Who is this Schimmoeller? He graduated from college and got an editing job at The Nation and then he drifted back to his family's place in Kentucky and sooner or later met Jennifer and they built a place in the woods off the grid: water from well, solar stove, cabin built from a near-by timberland. One of the most charming passages is Mark leading a would-be assessor (they're trying to get help from the Nature Preserves Commission) up to and through his house:

    The ground directly ahead slopes almost immediately downhill past plum and redbud and gets swallowed again by woods. To the right, a mowed path leading to the garden goes past highbush blueberries in raised beds and next year's firewood, cut, split, stacked, and covered with tin. To the left, on the east, is our cedar board-and-batten house. Steppingstones lead him to the back door, which is made out of cedar as well --- in the same board-and-batten as the house --- with a clear window. The lever handle is inset in a bit, due to the fact that this door we built last winter turned out to be thicker than standard.
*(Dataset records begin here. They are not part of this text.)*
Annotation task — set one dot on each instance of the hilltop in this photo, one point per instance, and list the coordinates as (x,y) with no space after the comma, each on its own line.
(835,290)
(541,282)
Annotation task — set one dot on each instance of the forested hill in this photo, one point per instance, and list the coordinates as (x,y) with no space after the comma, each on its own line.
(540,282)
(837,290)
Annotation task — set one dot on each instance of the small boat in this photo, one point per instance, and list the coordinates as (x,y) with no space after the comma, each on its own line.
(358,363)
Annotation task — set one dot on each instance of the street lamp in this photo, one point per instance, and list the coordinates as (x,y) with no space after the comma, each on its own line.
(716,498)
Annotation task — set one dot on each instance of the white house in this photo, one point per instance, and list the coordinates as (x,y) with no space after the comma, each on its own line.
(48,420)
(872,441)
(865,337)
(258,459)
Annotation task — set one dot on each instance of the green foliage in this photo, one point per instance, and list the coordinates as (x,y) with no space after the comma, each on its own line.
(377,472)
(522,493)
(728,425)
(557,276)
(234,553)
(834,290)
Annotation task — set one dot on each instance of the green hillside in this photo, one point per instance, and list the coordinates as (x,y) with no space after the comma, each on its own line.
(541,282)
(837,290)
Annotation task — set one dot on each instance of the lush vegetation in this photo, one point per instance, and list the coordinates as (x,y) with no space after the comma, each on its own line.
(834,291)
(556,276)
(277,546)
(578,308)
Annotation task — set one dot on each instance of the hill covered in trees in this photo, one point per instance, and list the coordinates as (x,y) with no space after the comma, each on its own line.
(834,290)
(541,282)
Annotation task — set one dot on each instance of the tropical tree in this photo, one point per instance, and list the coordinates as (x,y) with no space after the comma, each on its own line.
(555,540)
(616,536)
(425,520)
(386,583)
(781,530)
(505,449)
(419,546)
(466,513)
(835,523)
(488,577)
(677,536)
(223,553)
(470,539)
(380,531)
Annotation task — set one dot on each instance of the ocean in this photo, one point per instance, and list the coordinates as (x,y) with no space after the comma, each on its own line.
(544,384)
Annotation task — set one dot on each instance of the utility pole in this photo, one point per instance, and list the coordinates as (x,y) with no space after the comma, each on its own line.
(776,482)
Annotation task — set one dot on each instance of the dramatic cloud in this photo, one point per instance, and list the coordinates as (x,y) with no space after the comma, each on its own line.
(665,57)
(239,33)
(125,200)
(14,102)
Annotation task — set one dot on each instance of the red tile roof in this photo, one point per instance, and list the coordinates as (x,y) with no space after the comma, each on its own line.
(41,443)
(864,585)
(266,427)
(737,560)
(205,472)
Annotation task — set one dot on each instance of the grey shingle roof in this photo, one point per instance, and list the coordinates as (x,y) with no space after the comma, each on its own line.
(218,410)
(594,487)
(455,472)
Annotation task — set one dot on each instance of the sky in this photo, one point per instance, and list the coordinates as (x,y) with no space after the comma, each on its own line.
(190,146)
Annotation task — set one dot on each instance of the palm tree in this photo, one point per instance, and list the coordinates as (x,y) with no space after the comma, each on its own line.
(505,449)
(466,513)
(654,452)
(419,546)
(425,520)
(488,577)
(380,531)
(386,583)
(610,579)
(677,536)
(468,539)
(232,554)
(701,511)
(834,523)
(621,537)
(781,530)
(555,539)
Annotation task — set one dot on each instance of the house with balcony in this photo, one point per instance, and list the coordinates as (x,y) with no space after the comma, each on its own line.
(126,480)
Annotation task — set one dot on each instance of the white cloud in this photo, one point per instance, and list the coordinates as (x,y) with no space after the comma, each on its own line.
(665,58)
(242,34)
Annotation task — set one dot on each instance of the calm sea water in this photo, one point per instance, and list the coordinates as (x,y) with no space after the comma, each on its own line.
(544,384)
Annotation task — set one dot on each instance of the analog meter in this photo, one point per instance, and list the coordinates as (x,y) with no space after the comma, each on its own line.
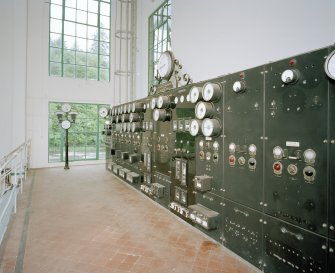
(204,110)
(211,127)
(211,92)
(166,65)
(66,124)
(195,127)
(103,112)
(195,94)
(330,65)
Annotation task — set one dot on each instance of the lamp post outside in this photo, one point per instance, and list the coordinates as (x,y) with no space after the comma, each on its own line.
(66,118)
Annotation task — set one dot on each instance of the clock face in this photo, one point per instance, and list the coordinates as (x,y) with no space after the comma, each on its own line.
(103,112)
(66,107)
(165,65)
(66,124)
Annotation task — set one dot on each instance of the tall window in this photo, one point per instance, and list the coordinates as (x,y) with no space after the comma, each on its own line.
(79,41)
(159,37)
(85,140)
Once inside, everything described minutely, and the smell of cedar everywhere cinches it. Someday, I swear I'm going to go to Kentucky and see this house on my own. If I can ever find it --- even though Slowspoke convinces me that Mark Schimmoellar is so retiring that when I approach the house he'll probably be hiding in the root-cellar. I'd probably have to put out an APB with the Kentucky State police just to find him.

There are books like this that are so nice that, like Holden Caufield, you want to call up the author and tell him (or her) what a great job he (or she) has done. The same way I felt reading Craig Childs, José Sarney, Brendan O'Carroll, César Aria. Or the travel-book writers like Stanley Stewart in China, Santo Cilauro in Molvanîa or Hugo Williams around the world.

This is not only the tale of a man on a unicycle, one who has turned his back on freeways and power plants and supermarkets and television. More, it's a man who has honed a fine edge to what he has learned: what works, what doesn't work, what you need, what you don't need in life; details that end up making Slowspoke a classic.

We have here a man who can write so endearingly about carrots down in his root-cellar that you want some right now: "In this dish of January carrots there's a portion of that sweetness that the first fall frost gives the carrots; yet the sweetness is complex enough to suggest the possibility of bitterness, and an image of the feathery green tops comes to mind, how touching them can coat your hand with their sharp smell. Oregano tweaks the carrots' complex sweetness to release in the mouth the feel of a humid summer day."

    But in my mind the taste also includes the transition from summer to winter, the change in temperature --- not the quick change from day to night, or from month to month, but the change that happens in the earth, in the cellar where they are stored, where it appears that nothing is happening. Yet in the winter the cellar feels like fall; in the summer, like spring.

It's a little like going from North Carolina to New Mexico. On a unicycle.

Why?

Because it's just something that you just have to do, all the while knowing that it cannot be pushed, rushed or --- even --- avoided.